The Northern Man and His Snow Shovel

 

I love my snow shovel.

 

OK, I’ll admit that doesn’t exactly rank up there with Tristan and Isolde (look it up) or Rachel and Ross (see “Tristan and Isolde” or “Monica and Chandler”). But some of us are just prone to simple passions. And here in Michigan, from about the third week of December through the third week of March, a snow shovel is a guy’s best friend, the infantryman’s rifle, Zorro’s sword, Linus’s blanket.

 

Every Midwestern man knows that his snow shovel is his winter lifeline. Without it, he could get completely snowed in, trapped, unable to provide his family with any of the basic necessities of winter survival, like Doritos and beer.

 

Now I’m not talking about “snow blowers,” those gas-driven marvels that take the snow in my neighbor’s driveway and hurl it majestically into mine. We winter purists look at snow blowers with a certain amount of scorn, as in, “Where the heck do you suppose he got the money to buy that terrific snow blower?”

 

Over the years I’ve had many snow shovels. Some were flashy, with sexy names like Slush-Buster 3000, or Slop Chopper, while others were quiet, unassuming, even mousey.

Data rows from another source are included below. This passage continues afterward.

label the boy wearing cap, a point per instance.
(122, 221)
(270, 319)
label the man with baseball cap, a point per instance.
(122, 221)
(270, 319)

They had identities too, but I admit that I was often so coldly uncaring that even as I think back on the tender times we shared, their names escape me.

 

For those of you who have spent your entire lives in the tropics, trapped in the unending monotony of what we Northerners disdain with cries of “Oh yeah, well those jerks down there have to put up with hurricanes – occasionally,” a basic snow shovel is nothing more than a good-sized rectangular tin plate, slightly bent then bolted to a stick. The idea is that snow is relatively light, so you want a large surface area to pick up a lot of the stuff with each scoop.

 

The obvious theoretical shortfall here is that whole “snow is relatively light” thing. There are about three days in every winter when the combination of temperature, humidity, dew point, barometric pressure, wind chill, UV index and terror alert level are perfectly aligned, and on those days the snow is as light as . . . well, as the purest driven snow.

 

On every other day of the winter, the snow is only light relative to a shovel full of bowling balls.

 

Nevertheless, we gamely attack all sorts of snow with our slightly bent rectangular tin plates bolted to sticks. We scrape, grunt, chisel and chop, building satisfyingly huge mountains of snow on each side of the driveway.

 

Sadly, a snow shovel never really seems to last very long. In fact, with the slightest scrape across bare pavement, the front edge tends to peel back and mushroom, since the tin blade is just slightly softer than cream cheese. And once the front edge is really beginning to show the ravages of age, a guy just has to move on to a newer, firmer model.

 

In the past few years, the market has been flooded with “ergonomic” shovels, featuring handles that are bent to look just like the ones I’ve run over with the Dodge. This is to reduce back strain and to save wear-and-tear on tires.

 

With the bent handle you can push the shovel along like a little plow. It actually only moves one shovel-full at a time and pushes the rest off to the side, which basically accomplishes nothing. But it looks really cool.

 

So in the end we are true Northern men, wielding our snow shovels like swords of truth and justice, cutting a righteous swath of mostly-clear asphalt through the ravages of winter, so that we can go forth to provide our families with life-sustaining Doritos and beer. As we gaze down our cleared driveways between the hard-won mounds of piled snow, we swell with pride at our hard-working pioneer spirit.

 

That, or we’re just too stupid to move South.